When I awoke, I found myself contrasting this dream experience with the way literature operates. Our ability to lose ourself in a work of narrative fiction is predicated on our willing suspension of disbelief.
We are able to sit in a darkened theater watching a deadly velociraptor chase after somebody precisely because we know it is not actually happening. If we were to actually confuse the fiction and the reality, we wouldn’t stay in that seat — we’d be tearing down the street ourselves, running away as if our life depended upon it.
The same goes for all genres of fiction, whether comedy, tragedy, romance or farce. We know it’s not real, and that is what gives us permission to enter the magic circle — to vicariously experience the full gamut of emotions, be those emotions love or hate, loyalty or betrayal, hope or despair.

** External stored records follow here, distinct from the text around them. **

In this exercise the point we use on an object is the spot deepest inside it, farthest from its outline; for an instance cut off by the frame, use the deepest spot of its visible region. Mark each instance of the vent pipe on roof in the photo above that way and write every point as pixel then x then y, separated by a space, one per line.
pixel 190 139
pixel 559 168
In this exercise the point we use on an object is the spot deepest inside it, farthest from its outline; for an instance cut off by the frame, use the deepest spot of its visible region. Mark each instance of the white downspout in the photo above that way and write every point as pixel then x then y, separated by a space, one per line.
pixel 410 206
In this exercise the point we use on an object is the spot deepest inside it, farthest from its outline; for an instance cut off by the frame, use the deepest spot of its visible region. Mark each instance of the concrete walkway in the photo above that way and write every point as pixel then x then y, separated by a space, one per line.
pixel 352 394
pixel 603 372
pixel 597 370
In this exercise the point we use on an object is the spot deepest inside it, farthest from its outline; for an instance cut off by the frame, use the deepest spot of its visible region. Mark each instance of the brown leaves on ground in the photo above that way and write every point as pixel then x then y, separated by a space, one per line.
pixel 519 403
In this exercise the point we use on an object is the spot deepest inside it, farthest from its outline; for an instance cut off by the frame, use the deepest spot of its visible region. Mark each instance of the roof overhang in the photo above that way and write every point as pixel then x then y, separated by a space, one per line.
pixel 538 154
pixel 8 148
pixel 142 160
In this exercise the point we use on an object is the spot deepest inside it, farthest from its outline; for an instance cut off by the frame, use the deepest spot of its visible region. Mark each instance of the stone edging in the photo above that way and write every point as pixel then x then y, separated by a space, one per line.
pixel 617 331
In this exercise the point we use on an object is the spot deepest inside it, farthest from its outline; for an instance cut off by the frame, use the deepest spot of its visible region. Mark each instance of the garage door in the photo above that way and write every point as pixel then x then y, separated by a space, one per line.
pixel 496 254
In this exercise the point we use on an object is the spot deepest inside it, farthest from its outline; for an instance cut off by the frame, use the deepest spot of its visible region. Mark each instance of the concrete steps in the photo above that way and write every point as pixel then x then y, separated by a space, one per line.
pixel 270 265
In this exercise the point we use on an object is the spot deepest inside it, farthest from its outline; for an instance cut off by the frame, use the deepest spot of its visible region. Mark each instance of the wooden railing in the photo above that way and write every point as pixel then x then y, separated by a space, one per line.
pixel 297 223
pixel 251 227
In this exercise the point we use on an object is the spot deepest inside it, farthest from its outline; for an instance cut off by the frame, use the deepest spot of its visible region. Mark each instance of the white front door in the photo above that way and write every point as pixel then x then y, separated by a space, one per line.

But dreams are not like that. When you are in a dream, you don’t generally know you are in a dream. To the dreamer, it all feels like it is actually taking place. It is not until the moment that you regain consciousness — perhaps startled awake from the vividness of what you have just experienced — that you understand it was all in your head.
So it appears that the dream state constitutes an entirely different category of fictional experience. There is indeed a sort of circle that is entered by the dreamer, but it is not really the “magic circle” of fiction. I guess it might be called the dream circle.